Agreed. You won't lose as much value investing in gold as in beanie babies. But then that applies to investing in toothpaste or urinal cakes or anything else, for that matter.
You certainly don't make any money in gold over the long run, it has no yield, and it actually costs money (in storage, verification and, of course, opportunity costs) to own.
And it can decrease in value. Gold is no more immune to the laws of supply and demand than anything else. But given the fact that gold has relatively few actual uses, it has little intrinsic worth.
People that bought at the top of the gold market in 1980 got screwed, just like the people that bought into NASDAQ at 5200 got screwed. It's simple...buy low, sell high; not the other way around.
I don't understand your point.

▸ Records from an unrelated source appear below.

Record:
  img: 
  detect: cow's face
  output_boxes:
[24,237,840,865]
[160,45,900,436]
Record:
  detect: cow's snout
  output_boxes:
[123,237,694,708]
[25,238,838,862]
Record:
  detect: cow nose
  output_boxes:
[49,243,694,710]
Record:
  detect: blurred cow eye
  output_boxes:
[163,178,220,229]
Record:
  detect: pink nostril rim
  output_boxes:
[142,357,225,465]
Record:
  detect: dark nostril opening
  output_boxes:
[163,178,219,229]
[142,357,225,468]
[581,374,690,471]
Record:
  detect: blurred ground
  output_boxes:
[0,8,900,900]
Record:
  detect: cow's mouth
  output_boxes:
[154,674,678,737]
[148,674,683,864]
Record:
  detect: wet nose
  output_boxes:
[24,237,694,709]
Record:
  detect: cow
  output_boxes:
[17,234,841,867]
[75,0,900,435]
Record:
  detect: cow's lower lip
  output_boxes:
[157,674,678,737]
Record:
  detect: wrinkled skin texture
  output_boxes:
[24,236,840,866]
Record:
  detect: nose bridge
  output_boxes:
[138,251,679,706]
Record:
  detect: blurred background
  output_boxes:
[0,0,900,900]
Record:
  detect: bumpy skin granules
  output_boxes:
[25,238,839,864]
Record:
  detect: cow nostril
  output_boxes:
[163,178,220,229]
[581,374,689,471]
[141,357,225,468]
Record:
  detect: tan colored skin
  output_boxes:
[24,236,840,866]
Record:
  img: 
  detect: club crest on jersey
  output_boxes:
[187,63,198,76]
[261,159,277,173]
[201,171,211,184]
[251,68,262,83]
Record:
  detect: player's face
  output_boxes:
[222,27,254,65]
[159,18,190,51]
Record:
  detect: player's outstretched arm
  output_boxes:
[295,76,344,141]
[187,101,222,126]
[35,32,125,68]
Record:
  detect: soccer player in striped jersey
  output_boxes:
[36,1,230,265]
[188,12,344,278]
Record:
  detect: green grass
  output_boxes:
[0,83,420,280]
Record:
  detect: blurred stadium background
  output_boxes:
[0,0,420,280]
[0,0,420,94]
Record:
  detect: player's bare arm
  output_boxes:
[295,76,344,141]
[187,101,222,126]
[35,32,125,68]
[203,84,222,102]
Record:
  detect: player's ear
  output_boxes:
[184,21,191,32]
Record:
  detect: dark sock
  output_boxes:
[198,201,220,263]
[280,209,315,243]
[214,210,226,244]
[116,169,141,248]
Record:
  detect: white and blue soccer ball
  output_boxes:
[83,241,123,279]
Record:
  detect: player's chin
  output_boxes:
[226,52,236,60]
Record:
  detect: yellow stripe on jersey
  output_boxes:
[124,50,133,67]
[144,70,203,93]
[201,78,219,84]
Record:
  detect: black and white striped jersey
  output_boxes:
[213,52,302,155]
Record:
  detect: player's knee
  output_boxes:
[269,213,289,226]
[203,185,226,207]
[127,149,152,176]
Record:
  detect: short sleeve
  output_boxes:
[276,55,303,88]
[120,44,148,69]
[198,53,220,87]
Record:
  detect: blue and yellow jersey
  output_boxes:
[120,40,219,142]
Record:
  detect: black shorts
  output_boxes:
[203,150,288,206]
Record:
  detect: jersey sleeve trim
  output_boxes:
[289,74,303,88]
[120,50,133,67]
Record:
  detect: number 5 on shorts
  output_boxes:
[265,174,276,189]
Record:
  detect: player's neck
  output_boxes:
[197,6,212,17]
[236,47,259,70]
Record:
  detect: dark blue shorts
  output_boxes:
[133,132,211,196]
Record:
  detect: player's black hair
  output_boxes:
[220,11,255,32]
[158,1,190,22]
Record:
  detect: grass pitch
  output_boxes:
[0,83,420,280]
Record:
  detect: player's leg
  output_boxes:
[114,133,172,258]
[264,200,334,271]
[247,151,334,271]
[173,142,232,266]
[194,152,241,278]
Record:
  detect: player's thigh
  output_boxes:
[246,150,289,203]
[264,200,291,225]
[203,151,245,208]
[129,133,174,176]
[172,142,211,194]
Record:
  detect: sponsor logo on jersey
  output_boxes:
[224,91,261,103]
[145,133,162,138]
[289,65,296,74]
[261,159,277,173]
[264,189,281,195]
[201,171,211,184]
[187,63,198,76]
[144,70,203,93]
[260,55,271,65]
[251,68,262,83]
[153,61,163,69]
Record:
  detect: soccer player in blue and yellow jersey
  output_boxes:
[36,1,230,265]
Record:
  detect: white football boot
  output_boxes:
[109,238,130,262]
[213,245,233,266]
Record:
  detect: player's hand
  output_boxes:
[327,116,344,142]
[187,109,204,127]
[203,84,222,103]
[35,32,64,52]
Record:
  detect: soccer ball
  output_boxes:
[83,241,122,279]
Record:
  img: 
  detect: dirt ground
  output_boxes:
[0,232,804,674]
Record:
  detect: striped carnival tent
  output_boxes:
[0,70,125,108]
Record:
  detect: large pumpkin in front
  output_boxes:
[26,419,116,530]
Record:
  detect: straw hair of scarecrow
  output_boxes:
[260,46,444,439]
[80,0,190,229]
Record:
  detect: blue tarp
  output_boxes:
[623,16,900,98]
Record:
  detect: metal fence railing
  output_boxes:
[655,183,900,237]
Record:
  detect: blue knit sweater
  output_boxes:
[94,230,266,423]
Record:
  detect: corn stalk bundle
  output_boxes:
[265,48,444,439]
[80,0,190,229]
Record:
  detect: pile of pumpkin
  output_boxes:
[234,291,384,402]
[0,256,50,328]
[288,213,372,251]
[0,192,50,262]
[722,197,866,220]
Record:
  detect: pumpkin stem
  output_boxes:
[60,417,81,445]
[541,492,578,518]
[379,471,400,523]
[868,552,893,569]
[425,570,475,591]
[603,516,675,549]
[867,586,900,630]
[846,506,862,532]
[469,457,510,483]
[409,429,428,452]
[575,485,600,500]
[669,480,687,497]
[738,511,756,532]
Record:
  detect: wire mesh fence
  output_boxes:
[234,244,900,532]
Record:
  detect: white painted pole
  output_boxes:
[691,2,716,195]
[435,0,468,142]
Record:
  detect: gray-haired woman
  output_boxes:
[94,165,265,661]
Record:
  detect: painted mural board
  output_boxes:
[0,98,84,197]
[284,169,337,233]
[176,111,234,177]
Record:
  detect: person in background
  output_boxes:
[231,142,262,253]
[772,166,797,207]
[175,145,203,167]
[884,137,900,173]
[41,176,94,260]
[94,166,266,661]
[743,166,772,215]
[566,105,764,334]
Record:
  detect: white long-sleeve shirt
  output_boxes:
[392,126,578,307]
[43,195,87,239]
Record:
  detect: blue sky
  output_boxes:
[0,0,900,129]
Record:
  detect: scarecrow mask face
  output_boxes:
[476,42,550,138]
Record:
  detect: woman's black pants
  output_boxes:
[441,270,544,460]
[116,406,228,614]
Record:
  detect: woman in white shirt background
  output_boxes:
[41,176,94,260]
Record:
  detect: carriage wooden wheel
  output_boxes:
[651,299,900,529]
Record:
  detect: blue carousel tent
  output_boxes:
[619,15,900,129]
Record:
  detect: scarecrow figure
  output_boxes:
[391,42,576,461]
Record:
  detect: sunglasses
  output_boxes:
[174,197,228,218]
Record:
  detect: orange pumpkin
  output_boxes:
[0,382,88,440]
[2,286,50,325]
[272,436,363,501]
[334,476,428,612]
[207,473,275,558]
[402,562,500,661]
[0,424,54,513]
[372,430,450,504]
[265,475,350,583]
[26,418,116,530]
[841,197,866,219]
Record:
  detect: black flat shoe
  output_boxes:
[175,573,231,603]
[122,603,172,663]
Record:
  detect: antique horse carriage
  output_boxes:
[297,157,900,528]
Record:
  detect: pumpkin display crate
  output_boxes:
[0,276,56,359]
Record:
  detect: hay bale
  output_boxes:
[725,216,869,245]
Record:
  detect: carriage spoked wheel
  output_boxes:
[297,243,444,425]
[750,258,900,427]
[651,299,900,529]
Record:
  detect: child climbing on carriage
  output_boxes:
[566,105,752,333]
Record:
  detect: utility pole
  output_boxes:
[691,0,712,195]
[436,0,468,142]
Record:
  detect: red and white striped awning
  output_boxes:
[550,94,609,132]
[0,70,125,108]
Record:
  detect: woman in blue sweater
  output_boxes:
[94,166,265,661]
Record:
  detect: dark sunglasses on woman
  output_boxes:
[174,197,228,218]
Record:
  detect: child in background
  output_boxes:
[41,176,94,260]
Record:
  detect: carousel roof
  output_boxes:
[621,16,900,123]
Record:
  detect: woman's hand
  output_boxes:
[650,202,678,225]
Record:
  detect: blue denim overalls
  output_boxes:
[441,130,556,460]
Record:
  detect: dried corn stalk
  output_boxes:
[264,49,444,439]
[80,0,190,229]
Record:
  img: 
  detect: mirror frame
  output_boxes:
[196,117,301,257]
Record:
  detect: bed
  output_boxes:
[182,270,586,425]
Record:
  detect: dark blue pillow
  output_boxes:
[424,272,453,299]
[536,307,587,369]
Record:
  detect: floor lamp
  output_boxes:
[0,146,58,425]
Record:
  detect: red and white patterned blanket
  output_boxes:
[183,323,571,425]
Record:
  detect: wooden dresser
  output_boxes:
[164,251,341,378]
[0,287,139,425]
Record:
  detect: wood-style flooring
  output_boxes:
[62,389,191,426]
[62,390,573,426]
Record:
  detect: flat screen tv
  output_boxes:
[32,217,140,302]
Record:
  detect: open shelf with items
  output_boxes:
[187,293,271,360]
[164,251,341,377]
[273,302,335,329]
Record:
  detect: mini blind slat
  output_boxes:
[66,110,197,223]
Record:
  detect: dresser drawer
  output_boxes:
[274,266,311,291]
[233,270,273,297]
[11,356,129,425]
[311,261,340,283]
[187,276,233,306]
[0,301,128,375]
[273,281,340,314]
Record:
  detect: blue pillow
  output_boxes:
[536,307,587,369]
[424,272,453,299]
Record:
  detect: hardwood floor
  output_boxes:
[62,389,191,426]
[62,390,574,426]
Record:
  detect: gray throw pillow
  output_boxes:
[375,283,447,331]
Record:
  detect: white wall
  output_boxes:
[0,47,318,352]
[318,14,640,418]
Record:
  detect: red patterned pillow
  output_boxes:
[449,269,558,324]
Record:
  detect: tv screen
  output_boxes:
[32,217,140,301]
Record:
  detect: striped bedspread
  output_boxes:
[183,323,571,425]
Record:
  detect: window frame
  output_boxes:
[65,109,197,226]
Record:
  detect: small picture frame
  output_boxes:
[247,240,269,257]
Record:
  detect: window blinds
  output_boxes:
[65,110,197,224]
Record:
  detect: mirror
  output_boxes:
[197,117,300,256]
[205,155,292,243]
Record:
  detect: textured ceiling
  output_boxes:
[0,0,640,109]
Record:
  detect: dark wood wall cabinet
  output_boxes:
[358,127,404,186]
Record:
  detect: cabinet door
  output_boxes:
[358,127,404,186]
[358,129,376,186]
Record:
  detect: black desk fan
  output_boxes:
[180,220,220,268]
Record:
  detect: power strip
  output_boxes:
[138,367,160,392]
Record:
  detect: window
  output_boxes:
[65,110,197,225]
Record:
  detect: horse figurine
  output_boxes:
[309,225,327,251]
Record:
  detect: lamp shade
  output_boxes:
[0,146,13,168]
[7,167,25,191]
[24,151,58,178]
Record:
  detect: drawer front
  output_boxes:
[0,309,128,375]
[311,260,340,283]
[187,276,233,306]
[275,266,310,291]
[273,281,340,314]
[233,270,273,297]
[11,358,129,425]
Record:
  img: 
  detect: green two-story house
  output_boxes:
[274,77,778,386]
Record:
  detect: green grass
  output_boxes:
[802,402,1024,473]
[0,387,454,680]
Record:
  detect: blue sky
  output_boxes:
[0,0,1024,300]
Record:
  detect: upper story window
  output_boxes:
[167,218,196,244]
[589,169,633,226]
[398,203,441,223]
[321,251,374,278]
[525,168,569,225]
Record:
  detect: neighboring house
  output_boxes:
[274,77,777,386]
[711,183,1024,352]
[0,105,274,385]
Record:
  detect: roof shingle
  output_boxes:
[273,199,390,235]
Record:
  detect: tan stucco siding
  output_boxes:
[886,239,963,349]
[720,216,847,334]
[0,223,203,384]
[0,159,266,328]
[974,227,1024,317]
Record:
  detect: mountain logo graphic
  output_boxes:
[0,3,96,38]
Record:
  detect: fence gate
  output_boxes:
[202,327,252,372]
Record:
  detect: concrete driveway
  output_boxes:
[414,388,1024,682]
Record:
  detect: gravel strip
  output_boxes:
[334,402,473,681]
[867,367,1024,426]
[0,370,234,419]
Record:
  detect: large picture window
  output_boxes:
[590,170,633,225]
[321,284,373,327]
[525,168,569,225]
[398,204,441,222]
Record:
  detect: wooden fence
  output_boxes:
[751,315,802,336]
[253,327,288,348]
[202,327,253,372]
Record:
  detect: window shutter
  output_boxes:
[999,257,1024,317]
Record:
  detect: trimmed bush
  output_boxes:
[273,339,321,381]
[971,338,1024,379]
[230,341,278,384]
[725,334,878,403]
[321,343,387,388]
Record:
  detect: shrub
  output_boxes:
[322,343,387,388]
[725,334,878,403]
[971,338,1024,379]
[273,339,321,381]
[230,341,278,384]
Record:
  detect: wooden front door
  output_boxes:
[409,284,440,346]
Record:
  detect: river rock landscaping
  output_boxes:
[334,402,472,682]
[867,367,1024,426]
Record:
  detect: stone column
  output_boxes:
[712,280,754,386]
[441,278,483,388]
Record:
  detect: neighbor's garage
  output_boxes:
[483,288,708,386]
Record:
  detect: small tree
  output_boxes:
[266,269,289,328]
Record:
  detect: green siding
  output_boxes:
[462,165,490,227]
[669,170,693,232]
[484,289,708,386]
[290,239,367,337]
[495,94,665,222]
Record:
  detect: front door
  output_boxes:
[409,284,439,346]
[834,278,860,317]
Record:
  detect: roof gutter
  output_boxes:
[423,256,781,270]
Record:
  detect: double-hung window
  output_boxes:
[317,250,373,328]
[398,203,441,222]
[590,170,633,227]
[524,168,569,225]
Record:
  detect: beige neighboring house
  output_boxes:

Of course gold's value can be manipulated --- for political ends or for any other reason. About twenty years ago, the Hunt brothers came damn close to cornering the silver market. And if silver can be cornered, why can't gold? The laws of supply and demand don't just go away because you say they do.
NO BLOOD FOR GOLD!
HaHAHAHAHAHAHAHA.
Bought all I own between 240 and 300.
You could make the same idiotic comparison by comparing buying stocks only at the peak of the NASDAQ. The trick you see is to Buy Low and Sell High.
That's an old saying? I've never heard of it, and Google lists no references. And if the Emperor hates gold, it's because gold is a terrible investment, for individuals, speculators and nation-states alike.
The public gets used to a "little" inflation.
A good thing too, because the economy can't grow unless the money supply expands as well.